6 delicious traditional foods to try in Argentina
There are all kinds of travelers. Those who seek adventure, others who love sightseeing. And then there are the foodies! Foodie travelers, incited from their taste buds, choose to explore the culture of each country through their traditional flavors. This time, our palate will travel all the way into the secrets of Argentinian cuisine. Inspired by European cuisine, with Spanish, Italian and French influences, Argentinian food has a distinctive Mediterranean flavor. Particularly known as a meat and especially beef country, Argentina serves a variety of carnivore recipes. Succulent meats, hearty stews, spicy sausages, drool-worthy desserts, and a blooming street food scene, are just a sample of what you should expect. Here are 6 delicious traditional foods to try in Argentina:
Traditionally served to commemorate Argentina’s May Revolution on May 25 but also as a cure for the cold winters, locro is considered a national dish. It’s about a thick, hearty soup made from a combination of corn, beans, potatoes and/or squash and some form of meat, seasoned with cumin and bay leaf. Usually, it’s served with a splash of chimichurri, a typical hot sauce made from paprika, onions, chili, garlic, parsley and other herbs smothered in olive oil.
Asado & parrillas
Asado isn’t really the name of a particular dish but it’s mostly used to describe the traditional event of the Argentinian barbecue, largely common between families and friends in the weekends. It’s also used to describe the method of grilling. Asado’s meat parade consists of heaping platters with appetizers, chorizo and morcilla (Argentinian sausages) and meat galore, placed on parrillas (Argentinian word for a grill) and cooked low and slow until they fall apart into delicious tenderness.

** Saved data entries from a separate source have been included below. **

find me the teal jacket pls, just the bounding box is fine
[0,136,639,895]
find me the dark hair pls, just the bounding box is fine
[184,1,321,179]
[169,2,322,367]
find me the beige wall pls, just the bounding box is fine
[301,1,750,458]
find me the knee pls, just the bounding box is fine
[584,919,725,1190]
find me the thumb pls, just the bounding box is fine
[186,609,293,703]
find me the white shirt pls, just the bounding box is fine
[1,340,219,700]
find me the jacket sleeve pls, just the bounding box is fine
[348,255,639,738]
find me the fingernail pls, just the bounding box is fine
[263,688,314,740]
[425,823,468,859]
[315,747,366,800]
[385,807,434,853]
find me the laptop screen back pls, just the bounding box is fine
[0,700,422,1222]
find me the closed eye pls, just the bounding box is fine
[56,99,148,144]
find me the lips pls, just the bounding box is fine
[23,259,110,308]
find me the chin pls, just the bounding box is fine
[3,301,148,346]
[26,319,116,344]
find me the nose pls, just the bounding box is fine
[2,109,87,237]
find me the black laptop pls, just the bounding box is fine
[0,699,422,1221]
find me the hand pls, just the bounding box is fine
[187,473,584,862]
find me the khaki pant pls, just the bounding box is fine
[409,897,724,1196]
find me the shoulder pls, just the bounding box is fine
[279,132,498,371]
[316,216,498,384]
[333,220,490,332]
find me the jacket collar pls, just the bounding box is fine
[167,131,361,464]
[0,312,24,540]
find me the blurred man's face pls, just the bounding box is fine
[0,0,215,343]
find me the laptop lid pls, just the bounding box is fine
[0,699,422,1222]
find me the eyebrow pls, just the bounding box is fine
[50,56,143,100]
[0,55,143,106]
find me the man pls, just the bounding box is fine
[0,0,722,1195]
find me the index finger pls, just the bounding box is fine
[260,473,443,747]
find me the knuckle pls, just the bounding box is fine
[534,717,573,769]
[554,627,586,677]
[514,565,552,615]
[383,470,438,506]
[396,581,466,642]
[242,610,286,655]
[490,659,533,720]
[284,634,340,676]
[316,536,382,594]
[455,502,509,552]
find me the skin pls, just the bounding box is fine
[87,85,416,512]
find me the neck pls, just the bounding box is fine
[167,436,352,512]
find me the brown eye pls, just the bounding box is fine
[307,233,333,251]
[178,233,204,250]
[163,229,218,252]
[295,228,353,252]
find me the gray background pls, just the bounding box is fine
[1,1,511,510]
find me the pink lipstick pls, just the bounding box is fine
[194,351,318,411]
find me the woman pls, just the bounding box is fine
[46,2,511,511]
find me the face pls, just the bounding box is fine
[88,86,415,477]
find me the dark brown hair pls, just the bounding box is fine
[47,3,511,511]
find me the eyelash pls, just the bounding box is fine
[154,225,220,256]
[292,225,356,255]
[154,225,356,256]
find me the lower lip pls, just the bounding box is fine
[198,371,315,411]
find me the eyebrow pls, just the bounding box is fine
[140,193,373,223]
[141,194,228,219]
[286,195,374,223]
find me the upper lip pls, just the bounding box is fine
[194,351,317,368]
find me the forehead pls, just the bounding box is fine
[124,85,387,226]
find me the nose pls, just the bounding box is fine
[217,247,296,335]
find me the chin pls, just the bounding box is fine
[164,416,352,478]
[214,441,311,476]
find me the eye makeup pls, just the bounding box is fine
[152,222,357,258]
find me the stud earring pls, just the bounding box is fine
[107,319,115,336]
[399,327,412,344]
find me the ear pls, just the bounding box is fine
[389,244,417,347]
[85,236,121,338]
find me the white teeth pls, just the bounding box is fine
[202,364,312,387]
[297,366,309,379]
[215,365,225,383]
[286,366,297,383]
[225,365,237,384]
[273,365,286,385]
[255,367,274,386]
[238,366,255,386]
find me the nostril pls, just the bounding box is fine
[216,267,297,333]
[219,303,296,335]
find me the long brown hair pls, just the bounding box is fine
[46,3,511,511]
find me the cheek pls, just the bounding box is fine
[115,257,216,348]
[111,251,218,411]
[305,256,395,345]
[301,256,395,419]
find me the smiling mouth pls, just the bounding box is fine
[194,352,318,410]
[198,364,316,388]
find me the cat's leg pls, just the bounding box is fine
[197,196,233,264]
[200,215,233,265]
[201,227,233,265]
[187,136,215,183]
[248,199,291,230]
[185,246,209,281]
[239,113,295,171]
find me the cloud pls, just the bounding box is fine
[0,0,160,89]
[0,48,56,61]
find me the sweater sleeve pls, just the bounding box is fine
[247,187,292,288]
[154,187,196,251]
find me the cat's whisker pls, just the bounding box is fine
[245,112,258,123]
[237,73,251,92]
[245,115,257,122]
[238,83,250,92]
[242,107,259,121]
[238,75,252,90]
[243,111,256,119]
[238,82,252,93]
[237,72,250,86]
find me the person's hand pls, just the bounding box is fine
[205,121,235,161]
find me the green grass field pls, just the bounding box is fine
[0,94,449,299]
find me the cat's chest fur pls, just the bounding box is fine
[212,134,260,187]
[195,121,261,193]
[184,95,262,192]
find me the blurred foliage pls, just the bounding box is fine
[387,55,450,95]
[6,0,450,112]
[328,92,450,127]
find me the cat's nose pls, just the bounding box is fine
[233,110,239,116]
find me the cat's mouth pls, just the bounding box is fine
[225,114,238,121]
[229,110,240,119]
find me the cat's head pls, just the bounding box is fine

This is the Argentinian hot-dog. Named out of its ingredients which are chorizo and pan (bread), Choripan is one more proud example of Argentina’s street food scene. Cheap and delicious regardless its simplicity, it’s topped with fresh and spicy chimichurri.
Dulce de leche
Don’t you feel like you need something sweet now? Dulce de Leche is nothing more than sweetened milk cooked in low heat until it’s caramelized. For Argentinians, it is the go-to ingredient to top, fill or accompany almost any other kind of dessert. But with no arguments, the most popular use of this sweet and sticky confection, is the South American version of the Italian gelato, the so-called, Dulce de Leche Helado. Creamy, smooth with rich caramel flavor and aroma, exactly what you need to wash down all the above finger-licking meat dishes.
Known to the rest of the world as escalope or schnitzel, milanesa is another Argentinian dish with Italian influence, often served for lunch. Made from pounded beef or chicken, covered with breadcrumbs, you can try it fried or baked. The variety of toppings is what makes this dish special, ranging between fried eggs, cheese, ham and tomato sauce, served with fries and/or salad.
If you are a cheese lover, then you definitely have to try Provoleta. It’s simply a thick, round slice of provolone cheese put straight on the grill in a skillet until it turns into a gooey goodness with a slightly crisp and browned top on the outside. Drizzled with olive oil and sprinkled with oregano and red crushed pepper is usually served as an appetizer to an Argentinian asado.